Talking shop at the top

Hilary Richardson, HR manager, Rider Levett Bucknall

Different generations have different aspirations. We've got people who have been around a long time, the baby boomers, and Generation X are coming through. We need to make sure we have flexible reward packages, depending on what's going to push people's buttons to find their way through their career with us. There is a real difference there.

Fiona Roberts, human resources director, VW Group (VWG)

Everybody in the car industry wants the same people, so we need to show people that VWG will give them a really great career. Once we've got them, our focus is on developing our talent. Our surveys yield good data about how people feel, and we have a really constructive employees' forum.

James Watts, vice-president of human resources, KFC UK and Ireland/Yum Brands

When you have the right people in your business, how do you help them build the career that's right for them? Some people want to get into leadership roles, some are content being fantastic restaurant managers, some are part-time. Being able to adapt approaches to bring the best out of the 24,000 people we have working here is a constant challenge.

Andrew Stephenson, HR director, DFS

We have an ambition to become much more customer-focused, so as HR is one of the prime players in leading culture change, it makes sense that we also own the system by which we talk to our customers. We take the results into the boardroom, and that's led to things like redesigning our training programme through to changing reward structures to have elements that are paid against customer satisfaction. We also want to make work in retail appealing full stop – but that's not simply a DFS issue, that's a wider sector issue.
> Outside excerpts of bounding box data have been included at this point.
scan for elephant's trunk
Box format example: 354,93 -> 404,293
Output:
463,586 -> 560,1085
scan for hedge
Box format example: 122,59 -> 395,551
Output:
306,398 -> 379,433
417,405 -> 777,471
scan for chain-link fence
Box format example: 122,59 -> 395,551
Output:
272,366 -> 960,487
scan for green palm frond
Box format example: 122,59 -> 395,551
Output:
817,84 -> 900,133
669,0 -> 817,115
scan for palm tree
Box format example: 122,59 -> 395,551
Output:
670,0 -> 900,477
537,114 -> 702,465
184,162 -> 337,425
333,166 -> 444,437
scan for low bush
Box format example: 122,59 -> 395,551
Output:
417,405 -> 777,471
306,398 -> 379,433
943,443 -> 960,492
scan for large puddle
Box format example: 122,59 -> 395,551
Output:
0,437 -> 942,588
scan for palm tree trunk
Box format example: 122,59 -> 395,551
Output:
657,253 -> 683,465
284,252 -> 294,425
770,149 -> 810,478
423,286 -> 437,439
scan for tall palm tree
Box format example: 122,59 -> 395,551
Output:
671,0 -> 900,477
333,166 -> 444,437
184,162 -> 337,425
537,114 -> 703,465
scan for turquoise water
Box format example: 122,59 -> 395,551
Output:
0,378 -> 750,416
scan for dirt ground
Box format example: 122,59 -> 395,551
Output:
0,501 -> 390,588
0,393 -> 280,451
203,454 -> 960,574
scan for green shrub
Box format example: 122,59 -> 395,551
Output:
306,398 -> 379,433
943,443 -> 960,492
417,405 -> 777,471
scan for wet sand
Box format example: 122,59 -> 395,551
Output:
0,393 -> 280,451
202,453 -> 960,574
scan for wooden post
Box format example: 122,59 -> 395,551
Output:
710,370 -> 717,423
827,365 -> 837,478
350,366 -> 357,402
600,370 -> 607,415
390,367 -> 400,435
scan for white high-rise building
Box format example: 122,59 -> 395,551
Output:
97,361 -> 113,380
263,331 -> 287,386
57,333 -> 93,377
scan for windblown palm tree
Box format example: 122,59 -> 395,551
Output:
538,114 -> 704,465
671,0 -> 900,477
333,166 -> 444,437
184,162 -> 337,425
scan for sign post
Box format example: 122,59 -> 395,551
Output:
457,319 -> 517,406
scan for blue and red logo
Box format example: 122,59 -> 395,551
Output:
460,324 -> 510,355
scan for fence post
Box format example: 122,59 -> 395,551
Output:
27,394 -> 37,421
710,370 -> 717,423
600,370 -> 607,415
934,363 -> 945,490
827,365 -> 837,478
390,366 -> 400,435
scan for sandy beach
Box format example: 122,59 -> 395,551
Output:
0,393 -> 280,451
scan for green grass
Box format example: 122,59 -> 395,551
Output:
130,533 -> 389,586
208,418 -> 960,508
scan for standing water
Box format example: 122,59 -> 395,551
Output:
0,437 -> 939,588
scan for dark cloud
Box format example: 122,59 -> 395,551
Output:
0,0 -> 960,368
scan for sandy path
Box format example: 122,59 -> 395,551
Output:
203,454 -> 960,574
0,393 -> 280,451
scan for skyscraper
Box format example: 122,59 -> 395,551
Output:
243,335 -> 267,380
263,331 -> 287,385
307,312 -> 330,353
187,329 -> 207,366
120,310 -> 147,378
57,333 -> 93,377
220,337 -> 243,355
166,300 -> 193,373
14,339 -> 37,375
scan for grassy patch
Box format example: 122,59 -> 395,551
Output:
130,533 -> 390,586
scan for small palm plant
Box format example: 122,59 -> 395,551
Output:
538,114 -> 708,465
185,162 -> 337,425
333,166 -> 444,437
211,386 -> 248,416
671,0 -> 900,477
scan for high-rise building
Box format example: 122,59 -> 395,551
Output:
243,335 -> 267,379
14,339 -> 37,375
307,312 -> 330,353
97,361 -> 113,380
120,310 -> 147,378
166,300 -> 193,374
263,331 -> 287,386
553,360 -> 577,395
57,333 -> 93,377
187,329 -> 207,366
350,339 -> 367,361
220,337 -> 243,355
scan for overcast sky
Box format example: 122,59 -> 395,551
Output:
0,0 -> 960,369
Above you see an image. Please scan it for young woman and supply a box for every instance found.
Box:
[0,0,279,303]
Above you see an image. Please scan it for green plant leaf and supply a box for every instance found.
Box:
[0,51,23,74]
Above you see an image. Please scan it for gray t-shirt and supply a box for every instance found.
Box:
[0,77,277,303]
Tanith Dodge, HR director, Marks and Spencer

Growing globally is hugely challenging in terms of managing the complexity of thousands of people across 45 different international markets – particularly things like motivation, employee engagement and customer service. Our dotcom business is key – there's a transformation from being what has typically been a British high street business, investing in our supply chain and our digital infrastructure, and making it truly international and multichannel.